El personal del restaurante había ido temprano al pueblo para informar a Ruan Mian de que el negocio iba viento en popa, y la familia quiso aprovechar para salir a dar un paseo. Así, un nutrido grupo de gente fue al restaurante a ayudar.

Después de trabajar un rato fuera sirviendo platos, Shaoxi sintió que algo no iba bien. Al ver muchas caras conocidas en la cola, fue sigilosamente a la cocina trasera para decírselo a Ruan Mian.

—Señorita, acabo de ver que varias personas en la cola eran refugiados de las afueras de la ciudad. No se les permite entrar en la ciudad en día de mercado.

—No solo han entrado hoy, sino que además han hecho cola repetidamente para llevarse un montón de nuestra comida.

Justo cuando terminó de hablar, se oyó el sonido de una discusión en el exterior.

Ruan Mian y Shaoxi intercambiaron una mirada y, al salir, encontraron a esos refugiados discutiendo con el personal que se encargaba de la degustación.

El empleado señaló a los refugiados del frente.

—Señorita Ruan, ya he visto a esta gente muchas veces; repetidamente. ¡Estamos ofreciendo degustaciones, no caridad!

—Además, la caridad permite solo una porción, ¡pero ellos quieren comérselo todo!

El empleado estaba indignado, pero inmediatamente, el refugiado que los lideraba estiró el cuello.

—¡¿Abrieron la tienda para degustaciones, no es así?!

—¿Y qué pruebas tienen de que hemos comido mucha de su comida? ¡Yo ni siquiera he recibido mi primer cuenco!

La gente de detrás intervino: —¡Exacto! Llevamos tanto tiempo en la cola y, cuando nos toca, ¿dicen que ya hemos comido varias veces? Si no quieren darnos de comer gratis, díganlo y ya, ¡no hace falta ser tan desagradables!

—Amigos, creo que nadie debería venir a comer aquí, no sea que nos menosprecien. Prometieron degustaciones, solo para luego rechazarnos. ¿No es este el comportamiento típico de los comerciantes?

—Exacto, al fin y al cabo están haciendo negocios.

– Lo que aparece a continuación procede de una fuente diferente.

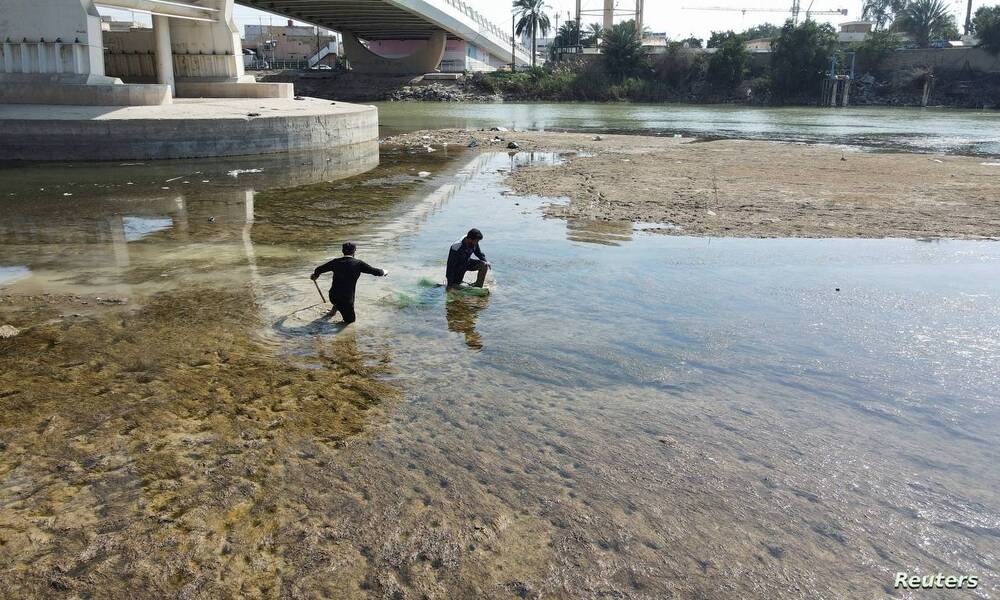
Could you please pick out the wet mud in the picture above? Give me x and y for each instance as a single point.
(625, 415)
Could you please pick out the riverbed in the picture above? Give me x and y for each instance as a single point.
(928, 130)
(627, 414)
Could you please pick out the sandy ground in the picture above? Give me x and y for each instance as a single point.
(742, 188)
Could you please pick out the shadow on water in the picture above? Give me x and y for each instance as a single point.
(462, 311)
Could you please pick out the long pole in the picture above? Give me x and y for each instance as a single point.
(579, 32)
(320, 292)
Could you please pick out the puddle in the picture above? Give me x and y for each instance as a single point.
(136, 228)
(625, 415)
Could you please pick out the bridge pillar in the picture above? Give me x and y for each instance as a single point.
(425, 60)
(164, 55)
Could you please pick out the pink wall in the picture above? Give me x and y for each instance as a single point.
(398, 48)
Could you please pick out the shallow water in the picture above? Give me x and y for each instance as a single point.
(625, 415)
(947, 131)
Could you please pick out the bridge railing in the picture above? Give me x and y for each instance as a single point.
(486, 24)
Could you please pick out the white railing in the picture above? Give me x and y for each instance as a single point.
(43, 57)
(488, 26)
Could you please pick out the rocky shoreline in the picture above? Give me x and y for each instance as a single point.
(868, 90)
(731, 188)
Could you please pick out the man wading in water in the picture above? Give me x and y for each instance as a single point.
(346, 271)
(460, 260)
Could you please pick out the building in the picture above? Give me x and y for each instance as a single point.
(299, 45)
(854, 31)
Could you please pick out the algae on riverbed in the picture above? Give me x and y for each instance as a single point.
(166, 443)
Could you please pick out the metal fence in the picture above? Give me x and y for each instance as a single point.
(261, 64)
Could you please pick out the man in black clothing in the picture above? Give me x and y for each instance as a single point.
(460, 260)
(346, 271)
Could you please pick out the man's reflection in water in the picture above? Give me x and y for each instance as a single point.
(462, 312)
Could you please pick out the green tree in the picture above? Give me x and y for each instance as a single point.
(877, 47)
(622, 51)
(593, 35)
(986, 24)
(717, 37)
(926, 20)
(881, 12)
(767, 30)
(729, 62)
(800, 56)
(532, 18)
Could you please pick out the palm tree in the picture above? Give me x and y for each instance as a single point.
(594, 34)
(622, 50)
(881, 12)
(567, 36)
(531, 17)
(926, 19)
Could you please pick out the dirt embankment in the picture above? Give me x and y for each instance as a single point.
(751, 188)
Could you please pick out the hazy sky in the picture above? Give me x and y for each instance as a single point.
(661, 15)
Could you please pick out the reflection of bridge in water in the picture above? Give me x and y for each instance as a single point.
(137, 228)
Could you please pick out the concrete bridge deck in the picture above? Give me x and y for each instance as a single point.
(187, 128)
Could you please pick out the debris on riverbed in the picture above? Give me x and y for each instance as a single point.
(237, 172)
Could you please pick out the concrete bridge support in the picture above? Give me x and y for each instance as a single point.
(58, 57)
(425, 60)
(164, 54)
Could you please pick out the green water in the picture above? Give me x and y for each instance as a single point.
(626, 415)
(925, 130)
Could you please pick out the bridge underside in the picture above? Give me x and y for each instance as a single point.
(368, 19)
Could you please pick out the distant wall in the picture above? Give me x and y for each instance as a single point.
(944, 59)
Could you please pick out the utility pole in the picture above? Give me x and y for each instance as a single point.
(579, 33)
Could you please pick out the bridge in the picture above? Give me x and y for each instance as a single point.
(385, 23)
(54, 51)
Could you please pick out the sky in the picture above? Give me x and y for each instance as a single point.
(668, 16)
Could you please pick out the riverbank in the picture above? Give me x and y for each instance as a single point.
(952, 91)
(741, 188)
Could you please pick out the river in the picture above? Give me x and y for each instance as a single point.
(626, 415)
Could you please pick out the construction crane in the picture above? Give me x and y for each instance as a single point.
(795, 10)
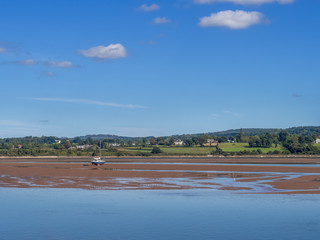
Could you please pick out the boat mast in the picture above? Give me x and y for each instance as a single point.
(100, 149)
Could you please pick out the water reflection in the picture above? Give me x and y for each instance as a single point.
(64, 214)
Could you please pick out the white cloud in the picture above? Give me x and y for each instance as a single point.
(215, 115)
(146, 8)
(244, 2)
(48, 74)
(27, 62)
(232, 113)
(87, 101)
(161, 20)
(63, 64)
(112, 51)
(232, 19)
(11, 123)
(2, 50)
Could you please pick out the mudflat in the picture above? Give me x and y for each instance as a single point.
(285, 175)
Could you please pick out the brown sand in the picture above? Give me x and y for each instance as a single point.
(72, 173)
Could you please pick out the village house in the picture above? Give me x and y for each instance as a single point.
(114, 144)
(83, 147)
(178, 143)
(211, 142)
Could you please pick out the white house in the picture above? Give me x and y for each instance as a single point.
(114, 144)
(178, 142)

Los comerciantes son astutos, la gente común como nosotros no puede competir con eso.

Sus voces se hicieron más fuertes, y el personal ya no pudo discutir más. Ruan Mian detuvo tranquilamente al empleado y miró a los refugiados.

—No hay necesidad de discutir; solo son algunos platos nuevos que dejamos probar a todos para la buena suerte.

—Nuestro personal también piensa en los intereses del restaurante, así que espero que no discutan con ellos. Si hemos sido negligentes hace un momento, me disculpo sinceramente aquí.

Luego se volvió hacia el grupo: —¿Para mostrar buena voluntad, por favor, pasen conmigo adentro. Les ofreceré a probar algunos platos nuevos, qué les parece?

Los ojos del refugiado que los lideraba se movieron, mirando de reojo a sus compañeros.

Aunque no era su objetivo final, no obstaculizaba su plan.

Así que aceptaron en el acto, y este grupo siguió a Ruan Mian al interior del restaurante, donde incluso les dieron una buena mesa.

—Por favor, esperen un momento; en breve haré que les traigan los platos nuevos.

Después de decir eso, entró en la cocina trasera. Shaoxi, que la siguió, deseaba poder echarlos, por lo que no entendía las acciones de Ruan Mian.

—Señorita, aunque no tengamos pruebas de que se llevaron varios platos, por sus palabras sabemos que no son buena gente. ¡Seguro que tienen otros motivos para venir aquí!

—¿Por qué dejar que se queden y disfruten de nuestra comida? ¿Por qué no me deja darles una lección?

Ruan Mian sonrió levemente; para entonces, había sacado una cesta de pequeños pimientos rojos y los señaló.

—Esto les dará una lección mejor que la tuya.

Siguiendo la mirada de Ruan Mian, Shaoxi pareció perpleja. «Solo son pimientos, ¿cómo van a aprender una lección?». Ruan Mian sonrió, cortando los pimientos en dados y añadiéndolos a la olla.

Cuando sirvieron los platos, el grupo seguía mirando los platos con aire engreído, pero al notar que de hecho se veían incluso mejor que los de otras mesas, sus expresiones se suavizaron.

Devoraron los platos como si fueran fantasmas hambrientos reencarnados y, así sin más, los platos desaparecieron en un santiamén.

¡El personal que estaba cerca no podía soportar la escena y puso los ojos en blanco!